When you start a game, you choose among four derelict ships. Win or lose, you then go to choose among four more difficult derelicts. Win or lose, you move on to yet four more harder derelicts. After doing this four times, you come to the hardest derelict space hulk of all. The Cryptark itself. It’s huge. It’s crammed with overlapping defenses. It’s sealed up tighter than a metaphor for something that’s really tight. And for me, it is impenetrable. I have repeatedly thrown myself into the Cryptark in three separate games and it has beaten me every time.
When I come across a locked door in a game with pre-built levels, like Thief or Dishonored or Prey, I have every confidence the designers have put the key somewhere outside the door. I trust they didn’t just lock the key inside and now I can’t beat the game. When I play a boss battle, I have every confidence the designers have given the boss a glowing orange weak point. I trust they didn’t cover it with armor. I don’t have that confidence about Cryptark’s hardest level. I look at the overlapping systems, how they protect and repair each other, and I see a mission impossible. I’m no Ethan Hunt. So I try and fail. At which point I can only try again as many times as I’ve earned money to rebuy my equipment. That’s the whole point of the early levels. To allow you to try the final level over again after failing. You’re basically gathering 1ups. Lives.

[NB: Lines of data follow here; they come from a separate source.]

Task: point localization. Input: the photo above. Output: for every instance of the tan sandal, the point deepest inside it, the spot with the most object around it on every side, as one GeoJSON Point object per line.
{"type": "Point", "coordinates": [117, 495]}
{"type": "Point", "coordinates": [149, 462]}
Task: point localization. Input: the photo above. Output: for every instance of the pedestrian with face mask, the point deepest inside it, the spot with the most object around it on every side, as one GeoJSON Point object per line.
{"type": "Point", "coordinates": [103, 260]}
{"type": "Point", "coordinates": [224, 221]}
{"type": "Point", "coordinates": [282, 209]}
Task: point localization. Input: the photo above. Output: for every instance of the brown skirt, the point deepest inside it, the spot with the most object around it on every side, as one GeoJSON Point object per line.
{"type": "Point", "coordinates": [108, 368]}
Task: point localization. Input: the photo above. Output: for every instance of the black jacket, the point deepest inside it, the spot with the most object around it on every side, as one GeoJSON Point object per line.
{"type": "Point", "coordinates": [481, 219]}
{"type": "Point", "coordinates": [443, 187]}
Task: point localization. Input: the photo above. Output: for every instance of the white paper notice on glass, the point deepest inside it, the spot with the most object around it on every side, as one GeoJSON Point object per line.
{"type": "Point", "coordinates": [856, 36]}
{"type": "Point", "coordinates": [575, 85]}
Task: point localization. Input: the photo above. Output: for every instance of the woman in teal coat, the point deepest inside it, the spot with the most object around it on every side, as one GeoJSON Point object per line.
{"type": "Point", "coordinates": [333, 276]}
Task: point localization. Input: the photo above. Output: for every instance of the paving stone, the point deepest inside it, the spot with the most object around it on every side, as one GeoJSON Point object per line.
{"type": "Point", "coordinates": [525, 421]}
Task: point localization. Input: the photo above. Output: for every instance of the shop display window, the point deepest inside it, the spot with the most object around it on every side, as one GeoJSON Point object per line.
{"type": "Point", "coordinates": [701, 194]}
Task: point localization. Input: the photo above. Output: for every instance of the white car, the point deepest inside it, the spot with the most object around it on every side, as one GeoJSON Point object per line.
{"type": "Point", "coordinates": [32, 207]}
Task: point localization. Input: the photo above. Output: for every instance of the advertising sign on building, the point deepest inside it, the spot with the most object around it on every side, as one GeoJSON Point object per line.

I shouldn’t complain, because Cryptark is letting me see the difficulty of the challenge. It’s not hiding anything. It’s showing me exactly how it’s not going to let me beat the last mission. If I take it at its word, if I can’t work out and execute a plan, that’s on me, right? Maybe I should spend more time farming the earlier levels for better equipment instead of just beating them?
Fortunately, there’s an open-ended mode that doesn’t throw a massive Cryptark in my face. I can keep playing increasingly hard dungeons, gathering equipment on the fly, hoping not to lose my one life. How far can I get? Cryptark could have released with just this mode and it would have been a fine game. However, in addition to this mode and the main mode (and local co-op!), there’s something called Cryptark excavation. I don’t know what it is. I must find out. But it won’t unlock until I beat the campaign. So here I come again to die in the eponymous Cryptark. Games this good are worth dying in.